Do One Thing and Save 10 Gallons of Water a Day

The old folk wisdom that says place a brick in your toilet’s water tank is partially correct: It’s an effortless way to save water, but a brick isn’t the best choice of object. Use a plastic bottle filled with water instead.

Don’t worry, you don’t have to turn hippie and “let it mellow if it’s yellow” in order to save clean water — which is an increasingly scarce resource. Most toilets will flush perfectly well with a little less H2O. The average model uses three to seven gallons per flush. A bottle in the tank will displace enough water to save half a gallon to a gallon each use, or up to about 10 gallons a day in a typical home.

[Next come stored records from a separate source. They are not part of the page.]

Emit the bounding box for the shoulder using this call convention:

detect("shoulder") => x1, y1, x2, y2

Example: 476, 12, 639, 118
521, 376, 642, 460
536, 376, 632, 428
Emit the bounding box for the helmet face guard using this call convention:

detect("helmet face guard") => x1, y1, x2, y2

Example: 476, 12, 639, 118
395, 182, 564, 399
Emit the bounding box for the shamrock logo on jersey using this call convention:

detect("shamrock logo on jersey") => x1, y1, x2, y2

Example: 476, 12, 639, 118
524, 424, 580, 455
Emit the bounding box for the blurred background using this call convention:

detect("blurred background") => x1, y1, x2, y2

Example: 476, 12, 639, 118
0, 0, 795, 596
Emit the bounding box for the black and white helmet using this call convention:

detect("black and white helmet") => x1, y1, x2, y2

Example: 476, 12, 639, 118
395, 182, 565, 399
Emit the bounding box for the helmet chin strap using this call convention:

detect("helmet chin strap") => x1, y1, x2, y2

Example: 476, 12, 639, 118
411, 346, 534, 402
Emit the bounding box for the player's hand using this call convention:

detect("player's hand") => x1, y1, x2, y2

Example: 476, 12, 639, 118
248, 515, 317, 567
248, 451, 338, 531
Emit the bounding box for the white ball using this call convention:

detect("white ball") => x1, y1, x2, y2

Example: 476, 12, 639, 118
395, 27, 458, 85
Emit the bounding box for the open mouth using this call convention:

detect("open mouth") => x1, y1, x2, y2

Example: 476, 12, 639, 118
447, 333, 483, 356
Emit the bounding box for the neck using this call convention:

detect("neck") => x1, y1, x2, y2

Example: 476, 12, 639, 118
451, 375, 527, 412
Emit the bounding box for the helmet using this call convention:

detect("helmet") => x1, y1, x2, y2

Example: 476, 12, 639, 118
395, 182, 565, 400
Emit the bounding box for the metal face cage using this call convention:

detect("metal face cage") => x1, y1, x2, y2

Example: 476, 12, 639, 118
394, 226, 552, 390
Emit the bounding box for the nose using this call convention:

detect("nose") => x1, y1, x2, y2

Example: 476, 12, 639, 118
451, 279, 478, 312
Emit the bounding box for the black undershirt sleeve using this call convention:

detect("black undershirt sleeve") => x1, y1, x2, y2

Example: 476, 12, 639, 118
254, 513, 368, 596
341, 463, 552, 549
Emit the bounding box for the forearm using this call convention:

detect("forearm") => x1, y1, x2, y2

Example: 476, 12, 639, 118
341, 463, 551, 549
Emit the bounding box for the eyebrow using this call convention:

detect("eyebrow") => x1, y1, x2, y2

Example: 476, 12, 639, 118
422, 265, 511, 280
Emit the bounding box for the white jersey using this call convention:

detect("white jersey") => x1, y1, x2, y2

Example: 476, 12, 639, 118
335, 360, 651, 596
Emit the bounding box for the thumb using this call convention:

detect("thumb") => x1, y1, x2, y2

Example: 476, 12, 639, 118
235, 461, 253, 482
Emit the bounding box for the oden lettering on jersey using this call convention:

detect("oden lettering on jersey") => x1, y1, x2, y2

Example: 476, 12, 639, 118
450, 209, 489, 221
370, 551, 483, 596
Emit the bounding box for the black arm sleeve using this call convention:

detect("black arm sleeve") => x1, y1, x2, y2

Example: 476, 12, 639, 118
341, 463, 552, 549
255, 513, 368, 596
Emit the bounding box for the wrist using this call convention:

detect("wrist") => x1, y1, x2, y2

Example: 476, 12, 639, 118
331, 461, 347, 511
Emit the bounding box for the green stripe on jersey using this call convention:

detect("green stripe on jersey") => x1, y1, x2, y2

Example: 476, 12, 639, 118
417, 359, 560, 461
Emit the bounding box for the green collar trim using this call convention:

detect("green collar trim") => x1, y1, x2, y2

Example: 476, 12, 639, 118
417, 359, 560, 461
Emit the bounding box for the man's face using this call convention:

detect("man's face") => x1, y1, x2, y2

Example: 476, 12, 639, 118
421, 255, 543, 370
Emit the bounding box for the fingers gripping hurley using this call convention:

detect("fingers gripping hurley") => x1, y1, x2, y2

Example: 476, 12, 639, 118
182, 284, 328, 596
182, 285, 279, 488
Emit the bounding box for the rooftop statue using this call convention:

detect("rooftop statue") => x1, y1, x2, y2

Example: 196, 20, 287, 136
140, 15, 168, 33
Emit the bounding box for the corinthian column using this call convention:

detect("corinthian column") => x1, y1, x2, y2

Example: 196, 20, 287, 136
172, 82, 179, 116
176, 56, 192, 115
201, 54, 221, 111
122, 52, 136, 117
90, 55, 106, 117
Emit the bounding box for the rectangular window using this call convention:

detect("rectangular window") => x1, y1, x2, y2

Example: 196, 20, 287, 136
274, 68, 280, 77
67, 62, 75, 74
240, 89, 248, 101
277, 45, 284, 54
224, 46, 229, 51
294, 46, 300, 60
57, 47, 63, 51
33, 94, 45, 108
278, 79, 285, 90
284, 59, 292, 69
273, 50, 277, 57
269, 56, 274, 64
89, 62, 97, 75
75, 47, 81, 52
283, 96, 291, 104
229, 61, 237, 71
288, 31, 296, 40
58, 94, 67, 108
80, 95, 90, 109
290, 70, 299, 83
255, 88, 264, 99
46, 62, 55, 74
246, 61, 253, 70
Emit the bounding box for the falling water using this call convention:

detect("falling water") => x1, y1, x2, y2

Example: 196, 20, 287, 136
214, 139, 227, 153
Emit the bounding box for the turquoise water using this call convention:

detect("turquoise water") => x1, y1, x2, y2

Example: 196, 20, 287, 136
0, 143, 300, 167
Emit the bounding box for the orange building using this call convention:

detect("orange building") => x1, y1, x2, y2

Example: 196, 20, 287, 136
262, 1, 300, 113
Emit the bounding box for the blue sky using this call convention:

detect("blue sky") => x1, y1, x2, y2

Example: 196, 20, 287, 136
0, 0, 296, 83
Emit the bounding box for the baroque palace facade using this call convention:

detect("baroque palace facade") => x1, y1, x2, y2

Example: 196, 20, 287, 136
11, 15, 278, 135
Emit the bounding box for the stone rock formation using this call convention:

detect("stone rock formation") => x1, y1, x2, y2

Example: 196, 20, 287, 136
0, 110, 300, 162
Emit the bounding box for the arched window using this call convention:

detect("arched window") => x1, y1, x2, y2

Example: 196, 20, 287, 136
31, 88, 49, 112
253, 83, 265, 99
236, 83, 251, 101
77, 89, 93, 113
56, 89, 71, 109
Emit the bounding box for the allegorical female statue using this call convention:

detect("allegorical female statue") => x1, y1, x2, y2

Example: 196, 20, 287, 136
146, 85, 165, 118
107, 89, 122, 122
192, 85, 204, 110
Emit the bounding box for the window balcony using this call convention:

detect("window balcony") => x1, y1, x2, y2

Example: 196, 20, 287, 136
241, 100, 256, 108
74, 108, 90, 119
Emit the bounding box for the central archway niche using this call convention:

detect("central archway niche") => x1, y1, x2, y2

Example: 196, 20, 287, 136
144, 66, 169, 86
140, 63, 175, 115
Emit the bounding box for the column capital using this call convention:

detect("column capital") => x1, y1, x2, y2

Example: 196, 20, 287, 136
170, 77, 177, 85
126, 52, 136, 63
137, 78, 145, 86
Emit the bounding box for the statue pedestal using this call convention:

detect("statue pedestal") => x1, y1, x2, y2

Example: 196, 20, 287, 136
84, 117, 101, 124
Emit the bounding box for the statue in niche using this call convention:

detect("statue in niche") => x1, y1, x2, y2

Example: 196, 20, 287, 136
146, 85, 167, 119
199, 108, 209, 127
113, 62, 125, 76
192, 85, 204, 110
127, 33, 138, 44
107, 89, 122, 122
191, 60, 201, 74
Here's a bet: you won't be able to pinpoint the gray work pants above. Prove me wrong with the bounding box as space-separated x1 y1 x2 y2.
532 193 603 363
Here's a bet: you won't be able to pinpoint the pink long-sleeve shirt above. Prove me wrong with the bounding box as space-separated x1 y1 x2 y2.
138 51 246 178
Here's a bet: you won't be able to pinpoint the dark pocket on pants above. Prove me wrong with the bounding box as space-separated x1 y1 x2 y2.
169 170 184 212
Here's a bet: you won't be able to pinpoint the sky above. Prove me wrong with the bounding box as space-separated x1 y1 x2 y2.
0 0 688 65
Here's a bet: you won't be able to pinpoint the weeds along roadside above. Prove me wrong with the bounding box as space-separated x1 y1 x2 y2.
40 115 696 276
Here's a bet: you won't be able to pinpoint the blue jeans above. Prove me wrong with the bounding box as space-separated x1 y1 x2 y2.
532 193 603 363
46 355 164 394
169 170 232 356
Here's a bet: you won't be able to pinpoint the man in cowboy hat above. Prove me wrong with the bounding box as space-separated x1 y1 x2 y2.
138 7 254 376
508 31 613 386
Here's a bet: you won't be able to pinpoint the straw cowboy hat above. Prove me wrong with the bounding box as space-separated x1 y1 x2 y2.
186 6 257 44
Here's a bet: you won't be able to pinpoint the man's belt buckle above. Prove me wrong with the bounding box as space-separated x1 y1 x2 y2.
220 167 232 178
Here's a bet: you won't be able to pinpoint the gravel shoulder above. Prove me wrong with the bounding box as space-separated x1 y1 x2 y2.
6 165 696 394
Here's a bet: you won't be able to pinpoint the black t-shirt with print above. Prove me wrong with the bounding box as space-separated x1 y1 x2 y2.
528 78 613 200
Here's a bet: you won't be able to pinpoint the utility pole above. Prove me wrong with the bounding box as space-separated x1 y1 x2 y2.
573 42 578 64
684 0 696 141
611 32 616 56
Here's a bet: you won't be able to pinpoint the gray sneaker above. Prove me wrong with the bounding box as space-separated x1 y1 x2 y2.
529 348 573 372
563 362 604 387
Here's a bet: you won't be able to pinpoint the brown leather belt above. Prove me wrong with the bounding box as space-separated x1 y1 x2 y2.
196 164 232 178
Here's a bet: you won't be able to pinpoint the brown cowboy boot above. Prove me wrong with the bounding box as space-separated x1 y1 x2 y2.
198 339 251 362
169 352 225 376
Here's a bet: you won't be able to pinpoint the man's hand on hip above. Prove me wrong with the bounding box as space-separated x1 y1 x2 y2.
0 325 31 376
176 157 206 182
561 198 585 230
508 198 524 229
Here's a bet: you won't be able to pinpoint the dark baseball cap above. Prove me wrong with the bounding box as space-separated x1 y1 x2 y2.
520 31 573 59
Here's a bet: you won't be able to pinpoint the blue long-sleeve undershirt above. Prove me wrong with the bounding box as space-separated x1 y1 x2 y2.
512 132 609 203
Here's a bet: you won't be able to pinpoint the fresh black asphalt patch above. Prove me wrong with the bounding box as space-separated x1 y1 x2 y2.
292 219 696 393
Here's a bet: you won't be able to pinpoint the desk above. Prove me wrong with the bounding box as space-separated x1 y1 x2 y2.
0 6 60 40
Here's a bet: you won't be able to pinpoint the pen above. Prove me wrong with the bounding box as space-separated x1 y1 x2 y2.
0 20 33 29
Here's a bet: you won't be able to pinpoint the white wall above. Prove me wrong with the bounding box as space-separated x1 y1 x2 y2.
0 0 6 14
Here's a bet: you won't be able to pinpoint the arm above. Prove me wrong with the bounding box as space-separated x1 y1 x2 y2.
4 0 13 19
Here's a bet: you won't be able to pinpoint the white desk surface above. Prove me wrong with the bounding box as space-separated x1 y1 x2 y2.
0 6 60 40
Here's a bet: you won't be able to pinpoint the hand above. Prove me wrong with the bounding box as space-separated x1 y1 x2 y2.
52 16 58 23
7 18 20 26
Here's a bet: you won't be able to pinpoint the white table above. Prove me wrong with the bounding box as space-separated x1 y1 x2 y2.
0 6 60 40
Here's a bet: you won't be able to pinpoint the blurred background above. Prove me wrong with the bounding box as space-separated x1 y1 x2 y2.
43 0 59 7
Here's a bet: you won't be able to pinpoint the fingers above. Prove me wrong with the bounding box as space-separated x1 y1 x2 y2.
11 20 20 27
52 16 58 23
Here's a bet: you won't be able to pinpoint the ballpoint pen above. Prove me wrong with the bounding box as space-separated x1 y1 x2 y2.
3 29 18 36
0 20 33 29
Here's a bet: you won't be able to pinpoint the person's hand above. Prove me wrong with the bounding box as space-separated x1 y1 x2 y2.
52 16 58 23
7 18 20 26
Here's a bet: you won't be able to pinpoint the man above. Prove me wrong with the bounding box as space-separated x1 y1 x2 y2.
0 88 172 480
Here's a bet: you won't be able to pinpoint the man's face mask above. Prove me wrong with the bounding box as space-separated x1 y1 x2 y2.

All you have to do is drop a little sand or some pebbles into a bottle, fill it with water, and put it in the tank, making sure not to disturb the toilet’s working parts. Many toilets flush well with a submerged 2-liter soda bottle, but experiment to find out what size bottles fit best and produce the best flush.

What’s wrong with a brick? They have been known to disintegrate in toilet water over time, leading to damaged plumbing. If you are a mason or otherwise determined to use a brick, wrap it in a sturdy plastic bag first.

You can also look for kits at local home improvement stores to convert American-style flushers to European-style dual-flushers, offering a half-flush option for liquids ($20 at homedepot.com). When it comes time for a new toilet, look for one with a WaterSense label. And, of course, be sure to fix leaks, which can cost $20 or more in wasted water.